The natural product nocathiacin I showed potent activity against all three strains with MIC of 2.5 μm. Thiazomycin was 4-fold less potent (MIC 10 μm) against the H37Rv strain and ~40-fold less active against the other two strains. Substitution of nocathiacin’s dehydroalanine with a morpholine propyl amide produced analog 2 with fully retained in vitro activity and significantly improved water solubility (0.34 vs >10 mg ml−1).6 Substitution of the pyridyl OH of 2 with a methyl ether produced compound 3 with further improved potency. Substitutions of dehydroalanine with other heterocycles (59) diminished potency by more than fourfold with exception of 1-methyl-pyrazolyl-methyl amide (6), which showed an improved MIC (~1 μm) against H37Rv but diminished activity against the other two strains.

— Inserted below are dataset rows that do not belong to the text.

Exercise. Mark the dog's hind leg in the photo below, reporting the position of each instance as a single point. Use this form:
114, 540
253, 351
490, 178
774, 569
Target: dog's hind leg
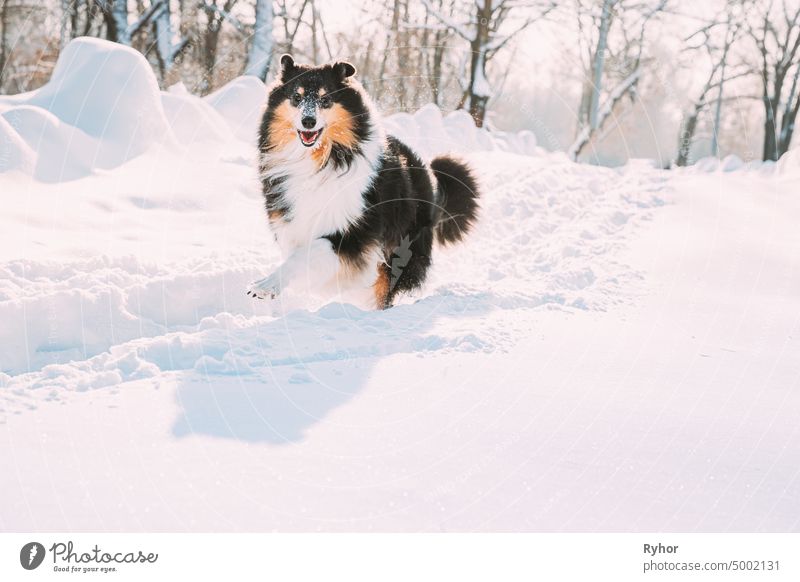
409, 262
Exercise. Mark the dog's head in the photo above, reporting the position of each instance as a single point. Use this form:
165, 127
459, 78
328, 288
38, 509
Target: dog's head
318, 107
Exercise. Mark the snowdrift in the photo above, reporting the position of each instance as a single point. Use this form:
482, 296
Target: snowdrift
102, 108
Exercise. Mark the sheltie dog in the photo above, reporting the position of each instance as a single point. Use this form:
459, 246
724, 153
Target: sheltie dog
352, 208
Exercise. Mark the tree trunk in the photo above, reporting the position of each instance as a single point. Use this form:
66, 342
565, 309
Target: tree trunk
162, 31
3, 41
389, 39
770, 131
478, 91
260, 55
117, 22
687, 134
599, 63
210, 51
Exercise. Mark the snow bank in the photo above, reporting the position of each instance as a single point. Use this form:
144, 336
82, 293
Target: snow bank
432, 134
240, 103
102, 107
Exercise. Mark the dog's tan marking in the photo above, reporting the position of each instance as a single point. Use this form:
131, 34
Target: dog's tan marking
276, 215
338, 129
381, 287
281, 128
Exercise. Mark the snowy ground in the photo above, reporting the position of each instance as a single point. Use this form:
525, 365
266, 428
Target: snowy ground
611, 350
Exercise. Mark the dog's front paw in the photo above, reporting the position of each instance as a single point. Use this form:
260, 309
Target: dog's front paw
266, 288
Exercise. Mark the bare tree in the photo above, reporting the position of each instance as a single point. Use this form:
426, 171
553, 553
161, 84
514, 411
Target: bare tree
216, 15
261, 45
715, 39
3, 40
615, 69
482, 31
775, 29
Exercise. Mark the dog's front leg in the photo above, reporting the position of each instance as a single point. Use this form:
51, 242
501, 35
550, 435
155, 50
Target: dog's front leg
307, 267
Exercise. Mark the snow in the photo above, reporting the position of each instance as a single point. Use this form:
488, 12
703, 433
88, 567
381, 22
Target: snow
610, 350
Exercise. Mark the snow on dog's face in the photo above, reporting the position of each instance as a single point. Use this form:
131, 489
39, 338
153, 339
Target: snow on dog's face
321, 108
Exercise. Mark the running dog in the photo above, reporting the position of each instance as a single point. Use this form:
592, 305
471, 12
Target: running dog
351, 207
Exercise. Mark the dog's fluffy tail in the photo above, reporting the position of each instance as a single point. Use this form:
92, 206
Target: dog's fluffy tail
457, 201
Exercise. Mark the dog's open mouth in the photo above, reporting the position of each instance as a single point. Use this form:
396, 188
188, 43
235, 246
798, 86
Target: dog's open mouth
309, 138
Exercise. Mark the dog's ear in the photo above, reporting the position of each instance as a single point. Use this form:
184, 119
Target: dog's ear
344, 69
287, 67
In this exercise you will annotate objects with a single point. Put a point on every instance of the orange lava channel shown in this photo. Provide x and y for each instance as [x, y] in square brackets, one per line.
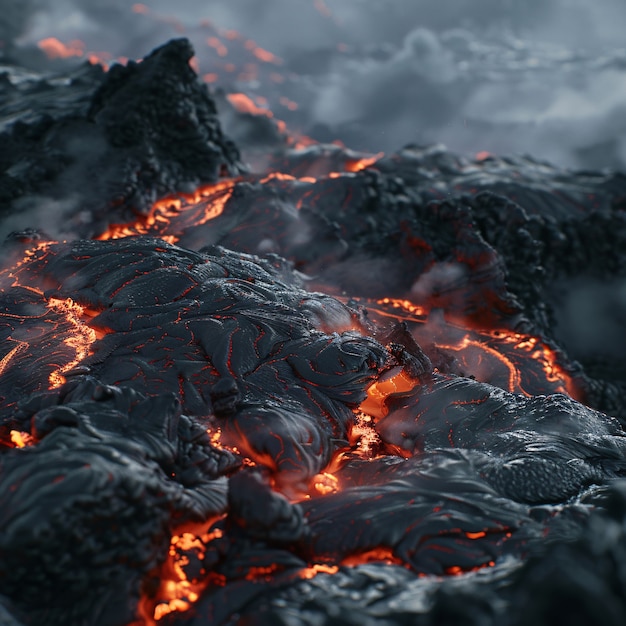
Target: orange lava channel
[80, 339]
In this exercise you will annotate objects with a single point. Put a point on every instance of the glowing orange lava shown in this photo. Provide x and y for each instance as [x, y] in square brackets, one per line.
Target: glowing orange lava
[55, 49]
[207, 203]
[80, 339]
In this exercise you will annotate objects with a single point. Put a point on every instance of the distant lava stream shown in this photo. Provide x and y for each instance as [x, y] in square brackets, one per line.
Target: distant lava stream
[335, 378]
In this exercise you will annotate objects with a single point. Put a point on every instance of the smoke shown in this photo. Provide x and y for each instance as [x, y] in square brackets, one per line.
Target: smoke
[545, 78]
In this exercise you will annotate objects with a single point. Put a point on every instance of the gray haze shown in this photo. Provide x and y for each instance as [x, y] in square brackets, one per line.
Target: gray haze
[545, 77]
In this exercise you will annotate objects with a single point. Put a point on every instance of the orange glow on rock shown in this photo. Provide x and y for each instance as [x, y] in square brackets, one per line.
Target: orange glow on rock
[80, 339]
[55, 49]
[206, 203]
[177, 592]
[312, 571]
[378, 392]
[375, 555]
[361, 164]
[325, 483]
[21, 439]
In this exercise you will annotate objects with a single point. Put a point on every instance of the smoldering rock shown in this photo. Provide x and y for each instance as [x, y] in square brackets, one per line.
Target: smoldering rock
[104, 141]
[201, 323]
[111, 476]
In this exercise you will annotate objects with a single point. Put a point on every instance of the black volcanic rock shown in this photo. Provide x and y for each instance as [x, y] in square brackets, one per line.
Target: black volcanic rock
[109, 143]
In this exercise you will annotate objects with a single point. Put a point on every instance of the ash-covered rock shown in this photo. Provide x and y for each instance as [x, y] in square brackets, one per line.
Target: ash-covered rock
[92, 147]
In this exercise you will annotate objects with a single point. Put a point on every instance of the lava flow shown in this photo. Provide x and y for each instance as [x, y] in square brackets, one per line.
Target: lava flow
[327, 388]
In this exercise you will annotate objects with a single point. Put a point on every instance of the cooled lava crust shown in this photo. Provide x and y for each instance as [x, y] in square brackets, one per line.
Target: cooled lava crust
[191, 433]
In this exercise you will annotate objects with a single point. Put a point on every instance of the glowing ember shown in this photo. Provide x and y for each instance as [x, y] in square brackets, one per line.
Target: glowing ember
[80, 339]
[56, 49]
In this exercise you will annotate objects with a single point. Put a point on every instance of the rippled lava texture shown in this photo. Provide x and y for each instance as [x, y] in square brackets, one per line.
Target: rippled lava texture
[198, 341]
[191, 414]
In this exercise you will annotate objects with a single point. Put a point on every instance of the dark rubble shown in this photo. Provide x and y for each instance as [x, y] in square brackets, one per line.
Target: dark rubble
[240, 346]
[218, 381]
[108, 144]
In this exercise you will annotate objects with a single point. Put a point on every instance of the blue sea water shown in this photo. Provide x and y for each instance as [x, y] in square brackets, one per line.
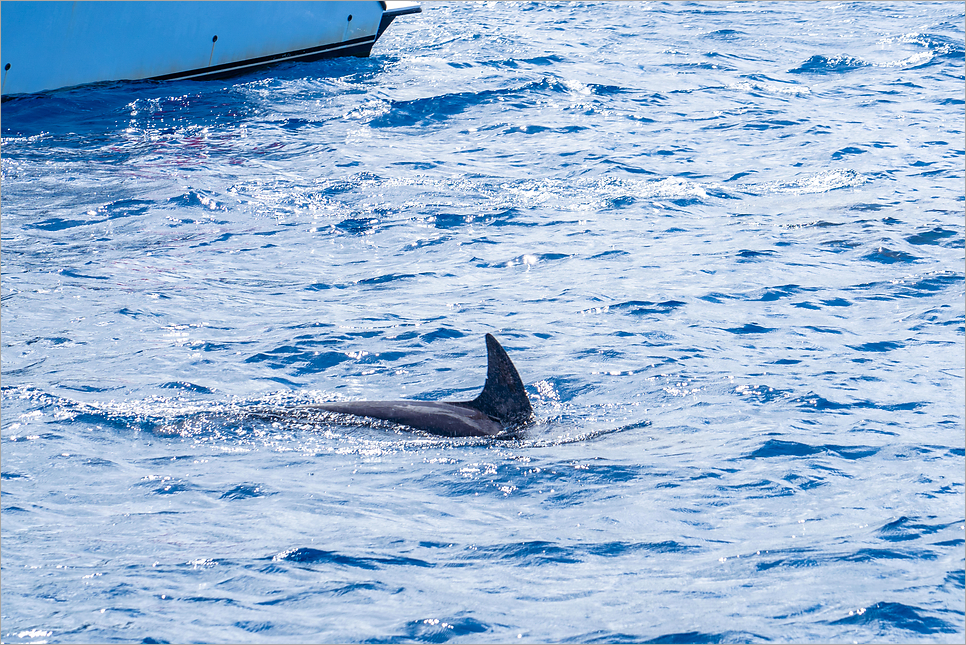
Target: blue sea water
[722, 242]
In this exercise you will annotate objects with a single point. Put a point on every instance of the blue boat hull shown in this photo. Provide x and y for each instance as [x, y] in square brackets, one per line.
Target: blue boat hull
[52, 45]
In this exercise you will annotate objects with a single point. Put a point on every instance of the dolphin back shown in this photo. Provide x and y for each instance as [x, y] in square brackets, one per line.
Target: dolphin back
[503, 397]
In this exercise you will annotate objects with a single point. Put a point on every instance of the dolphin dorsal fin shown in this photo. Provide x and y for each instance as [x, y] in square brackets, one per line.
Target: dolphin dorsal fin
[503, 396]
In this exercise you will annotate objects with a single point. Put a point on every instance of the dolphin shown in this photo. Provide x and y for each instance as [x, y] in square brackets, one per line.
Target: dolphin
[502, 405]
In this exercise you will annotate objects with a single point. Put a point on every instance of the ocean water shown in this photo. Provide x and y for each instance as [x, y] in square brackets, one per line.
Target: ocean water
[723, 244]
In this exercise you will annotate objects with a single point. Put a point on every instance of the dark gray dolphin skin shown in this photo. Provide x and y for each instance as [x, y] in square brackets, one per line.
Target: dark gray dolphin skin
[502, 405]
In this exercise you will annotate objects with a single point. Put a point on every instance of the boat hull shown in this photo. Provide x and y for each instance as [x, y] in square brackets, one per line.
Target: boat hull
[52, 45]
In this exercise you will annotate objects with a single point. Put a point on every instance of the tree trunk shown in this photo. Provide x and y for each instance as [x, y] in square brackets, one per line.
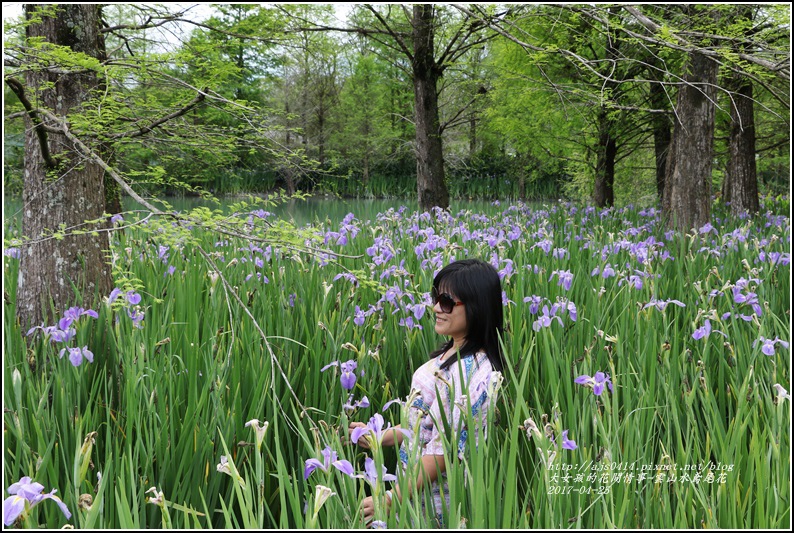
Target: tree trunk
[661, 135]
[604, 191]
[740, 187]
[687, 197]
[472, 136]
[606, 151]
[62, 190]
[432, 190]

Of the three best derivatives (13), 1 and 2 were immediately available in larger amounts for testing and were further evaluated at 2.5, 25 and 250 μm against a series of eighteen additional clinical M. tuberculosis strains with varied drug susceptible and resistant profiles. The strains were selected on the basis of both their resistance profile and their genetic diversity. The phylogenetic relationships of the test strains are mapped onto the tree in Figure 2. On the basis of comparative SNP analysis, the species are divided into three principal genetic groups and further distinguished into nine genetic clusters16, 17 The MIC data for these two compounds are presented in Table 2. In general, both analogs showed potent activity with an MIC of 2.5 μm against most strains, whereas only for three strains (11 677, 13 923 and 10 975) noted reduced potency (MIC >2.5 μm). It is important to note that these strains are genetically distinct: two are pan-susceptible and one is multidrug-resistant. This finding, along with the fact that MDR strains from different genetic clusters had an MIC of 2.5 μm, provides good evidence that compounds 1 and 2 do not show cross-resistance to isoniazid, rifampin and moxifloxacin and its activity has no obvious genetic restrictions.

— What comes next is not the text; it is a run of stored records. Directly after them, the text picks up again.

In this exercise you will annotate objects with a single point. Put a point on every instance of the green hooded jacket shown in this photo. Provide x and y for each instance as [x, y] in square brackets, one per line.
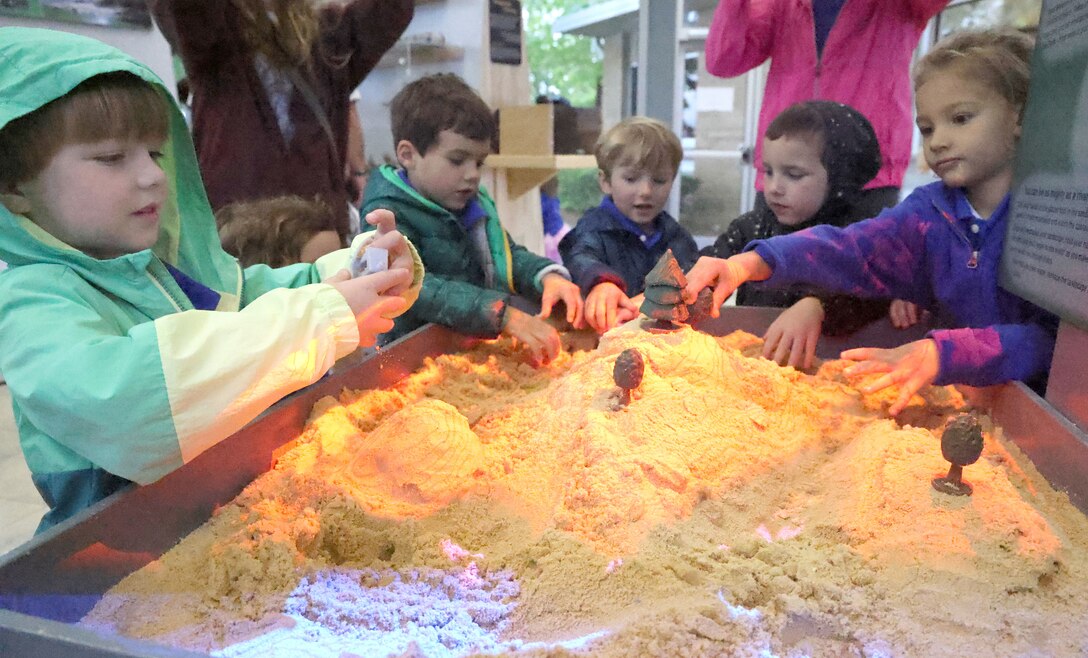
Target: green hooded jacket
[114, 377]
[456, 292]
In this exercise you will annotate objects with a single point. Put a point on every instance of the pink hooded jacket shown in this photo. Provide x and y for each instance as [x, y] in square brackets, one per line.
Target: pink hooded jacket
[866, 63]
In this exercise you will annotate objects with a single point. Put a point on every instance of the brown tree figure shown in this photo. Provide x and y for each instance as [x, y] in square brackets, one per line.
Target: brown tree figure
[627, 373]
[664, 295]
[962, 445]
[700, 309]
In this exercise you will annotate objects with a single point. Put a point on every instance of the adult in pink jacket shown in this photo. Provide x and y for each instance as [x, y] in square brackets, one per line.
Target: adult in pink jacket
[854, 51]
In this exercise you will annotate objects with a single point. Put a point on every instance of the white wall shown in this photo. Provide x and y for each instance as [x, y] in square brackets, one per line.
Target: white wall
[461, 23]
[148, 46]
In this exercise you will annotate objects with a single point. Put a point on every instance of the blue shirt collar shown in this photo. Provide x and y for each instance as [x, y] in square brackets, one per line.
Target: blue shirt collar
[648, 239]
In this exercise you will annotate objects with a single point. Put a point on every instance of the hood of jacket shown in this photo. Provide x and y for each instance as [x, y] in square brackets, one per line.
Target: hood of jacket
[40, 65]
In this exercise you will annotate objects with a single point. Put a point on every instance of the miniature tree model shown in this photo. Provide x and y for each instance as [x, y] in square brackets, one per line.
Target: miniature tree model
[627, 373]
[962, 445]
[700, 309]
[664, 295]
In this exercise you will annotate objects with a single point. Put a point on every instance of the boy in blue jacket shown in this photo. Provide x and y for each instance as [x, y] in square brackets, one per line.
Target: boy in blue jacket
[614, 246]
[940, 247]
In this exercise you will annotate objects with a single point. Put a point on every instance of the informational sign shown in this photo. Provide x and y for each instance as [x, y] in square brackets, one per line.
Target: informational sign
[1046, 258]
[506, 32]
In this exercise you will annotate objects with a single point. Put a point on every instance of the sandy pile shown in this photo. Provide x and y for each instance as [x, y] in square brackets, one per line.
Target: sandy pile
[733, 508]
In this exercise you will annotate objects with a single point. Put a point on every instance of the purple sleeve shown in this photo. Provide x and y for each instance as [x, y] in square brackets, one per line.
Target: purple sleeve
[992, 355]
[882, 257]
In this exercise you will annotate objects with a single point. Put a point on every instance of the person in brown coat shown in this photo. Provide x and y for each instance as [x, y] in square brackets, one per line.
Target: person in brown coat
[270, 81]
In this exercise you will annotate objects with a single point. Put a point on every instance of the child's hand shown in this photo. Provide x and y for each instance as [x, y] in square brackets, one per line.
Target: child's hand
[383, 219]
[557, 288]
[603, 305]
[390, 239]
[903, 313]
[912, 365]
[791, 338]
[725, 275]
[372, 299]
[539, 337]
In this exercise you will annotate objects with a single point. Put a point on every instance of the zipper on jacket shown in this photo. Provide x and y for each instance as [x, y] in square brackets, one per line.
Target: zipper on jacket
[155, 276]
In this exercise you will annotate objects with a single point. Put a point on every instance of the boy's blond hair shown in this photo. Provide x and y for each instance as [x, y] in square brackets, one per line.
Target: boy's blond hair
[272, 231]
[639, 141]
[1001, 58]
[112, 106]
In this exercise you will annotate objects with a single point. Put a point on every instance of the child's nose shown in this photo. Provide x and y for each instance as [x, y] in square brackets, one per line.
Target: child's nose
[150, 173]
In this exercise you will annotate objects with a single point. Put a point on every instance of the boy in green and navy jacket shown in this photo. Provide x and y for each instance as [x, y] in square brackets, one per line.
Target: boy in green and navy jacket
[442, 131]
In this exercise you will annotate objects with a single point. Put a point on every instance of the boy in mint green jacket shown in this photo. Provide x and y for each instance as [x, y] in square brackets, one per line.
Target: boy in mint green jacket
[442, 131]
[130, 339]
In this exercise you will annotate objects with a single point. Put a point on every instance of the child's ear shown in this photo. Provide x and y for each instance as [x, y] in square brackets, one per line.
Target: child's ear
[406, 153]
[604, 182]
[15, 201]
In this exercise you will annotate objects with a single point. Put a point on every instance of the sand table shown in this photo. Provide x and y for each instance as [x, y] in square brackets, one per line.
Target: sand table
[733, 508]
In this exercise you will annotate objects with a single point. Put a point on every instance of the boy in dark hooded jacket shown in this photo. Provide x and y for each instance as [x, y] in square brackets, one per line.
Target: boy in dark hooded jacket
[817, 158]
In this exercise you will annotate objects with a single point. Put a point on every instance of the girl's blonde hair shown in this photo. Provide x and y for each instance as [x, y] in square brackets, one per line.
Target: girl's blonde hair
[1000, 58]
[112, 106]
[272, 231]
[642, 141]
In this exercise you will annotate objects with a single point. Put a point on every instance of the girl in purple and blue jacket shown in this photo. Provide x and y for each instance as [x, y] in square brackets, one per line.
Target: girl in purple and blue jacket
[940, 248]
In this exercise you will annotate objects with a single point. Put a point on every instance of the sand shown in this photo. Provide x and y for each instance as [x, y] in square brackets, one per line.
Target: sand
[733, 508]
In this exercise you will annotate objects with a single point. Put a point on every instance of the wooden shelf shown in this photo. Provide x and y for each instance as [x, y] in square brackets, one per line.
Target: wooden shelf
[549, 162]
[421, 53]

These thiazolyl peptides show potent activity against M. tuberculosis regardless of resistance profile, which makes them interesting candidates for potential development. The solubility characteristics of the compounds does not have a critical role in their potency, which provides avenues for two different approaches for potential development (for example, soluble vs less-soluble compound) of inhaled products. Both of these analogs have shown potent systemic in vivo activity with sub mg kg−1 ED99 against murine Staphylococcus aureus infection models.5, 6 Further studies are needed to validate an in vivo effect of these compounds against M. tuberculosis and to assess whether they are worthy of further development by alternative inhaled dosing paradigms for serious life threatening tuberculosis.